2015 Top 25 Under 25, #3: Brayden McNabb
#3 is #3.
|Rank||Player||DOB||Nationality||Drafted||Current League||2014 Rank|
|#3||Brayden McNabb||1/28/1991||Canadian||3rd round, 66th overall (2009)||NHL||5|
Brayden McNabb is now in his second full year with the Los Angeles Kings. After being acquired from the Sabres for Hudson Fasching and Nicolas Deslauriers, McNabb made his debut with the Kings on opening night last season.
Though initially acquired with an eye on the future, Brayden McNabb joined the Kings' present situation much faster than anticipated. McNabb took advantage of his early inclusion in the Kings' lineup and never relinquished his place on the roster.
McNabb's slight rise on this list from last year is mostly due to attrition, but he did a good job earning praise and playing time during his first full NHL season. We didn't actually get to McNabb in our 2014 Top 25 Under 25 until January of 2015, so Eric had a chance to write about the first half of his season in a little bit more depth.
Right now, McNabb's value still outstrips his on-ice performance; he's a young defenseman, and in an NHL that is starting to leave the prototypical physical defenseman behind, McNabb has enough offensive potential to be a valuable piece on the blueline.
While we were generally positive on his early-season play, we were still more excited about his potential than his production.
Fortunately, by the end of the season, McNabb had successfully established himself as one of the four best defensemen on the Kings.

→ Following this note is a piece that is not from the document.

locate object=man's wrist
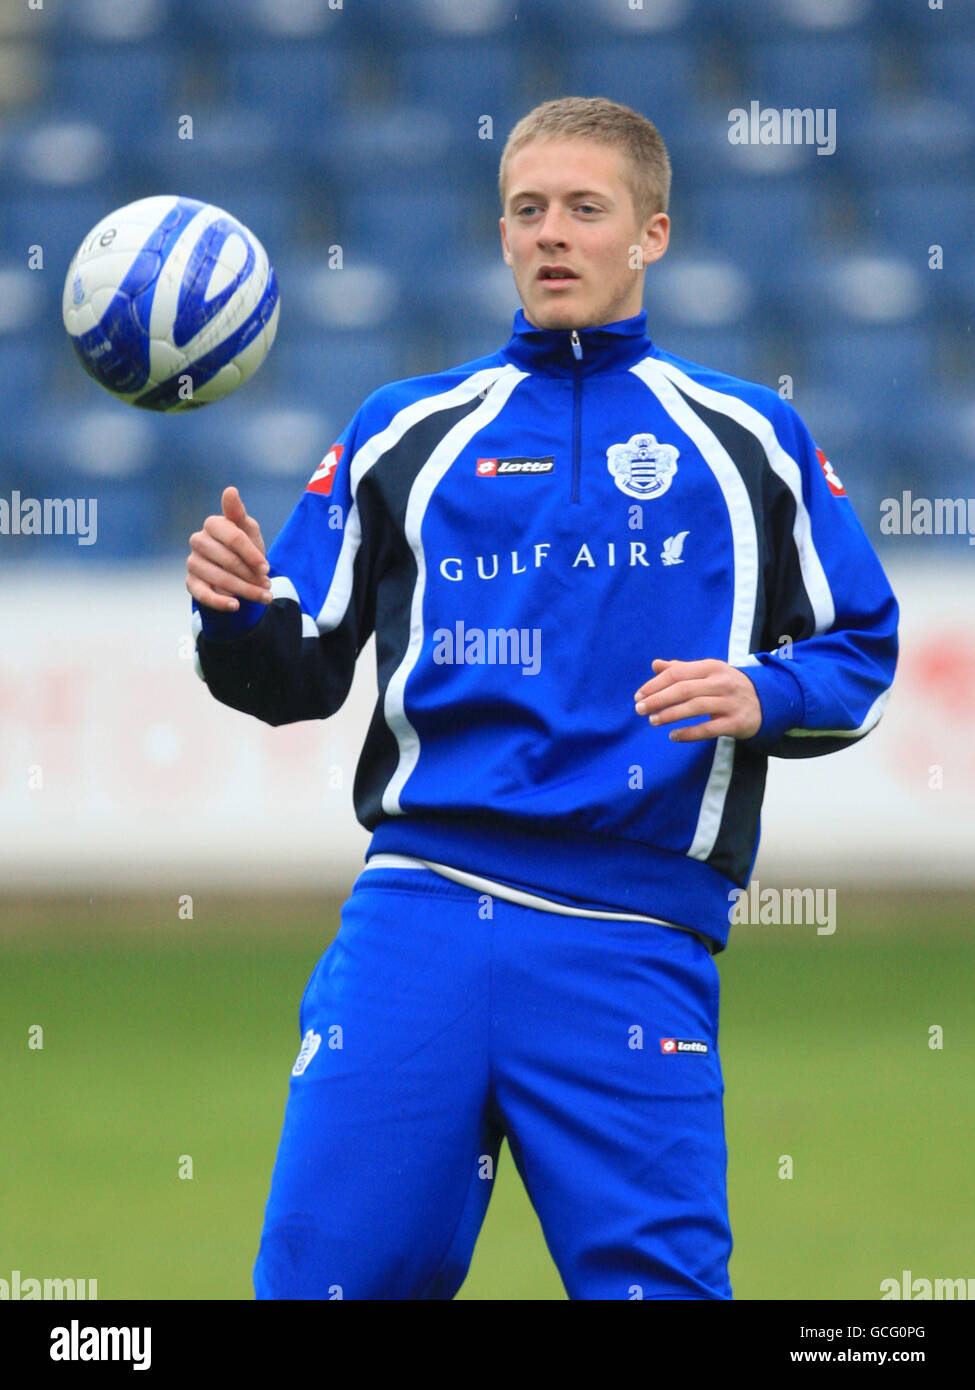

On the ice, McNabb played like a top-four defenseman according to the possession metrics, which put him right up there with Possession King Jake Muzzin, Andrej Sekera, and Drew Doughty. Among L.A.'s regular defensemen in 2014-15, McNabb was third in 5v5 Corsi percentage and second in 5v5 Fenwick percentage. Of course, playing on a great possession team helps, but McNabb's WOWYs indicate his defensive partners played better with him than without him, and that includes Doughty and Sekera. By relative Corsi and Fenwick, the Kings were a better even-strength possession team when McNabb was on the ice than when he was off.
McNabb's late-season play manifested in more tangible results as well. Sutter was trusting him with more ice-time in March than he had at any point before that in the season - except for November, when the Kings were depleted by injury. McNabb's improvement as a possession player was mirrored by an uptick in production (including his only goals of the season!). On top of that, McNabb maintained a steady physical presence throughout the season. The latter probably did more to endear McNabb to the Kings fanbase than anything else.
In his sophomore season with the Kings, the heavy-hitting defenseman has a steady role to look forward to. The Kings will rely upon McNabb without reluctance, and how he responds to that will have a great impact on the Kings' season. On paper, I think McNabb makes up part of the best group of defensemen the Kings have had since they became consistent contenders. At this moment, I think McNabb is the fourth best defenseman on the Kings. Not bad for a second-year player on a two-time Cup winner.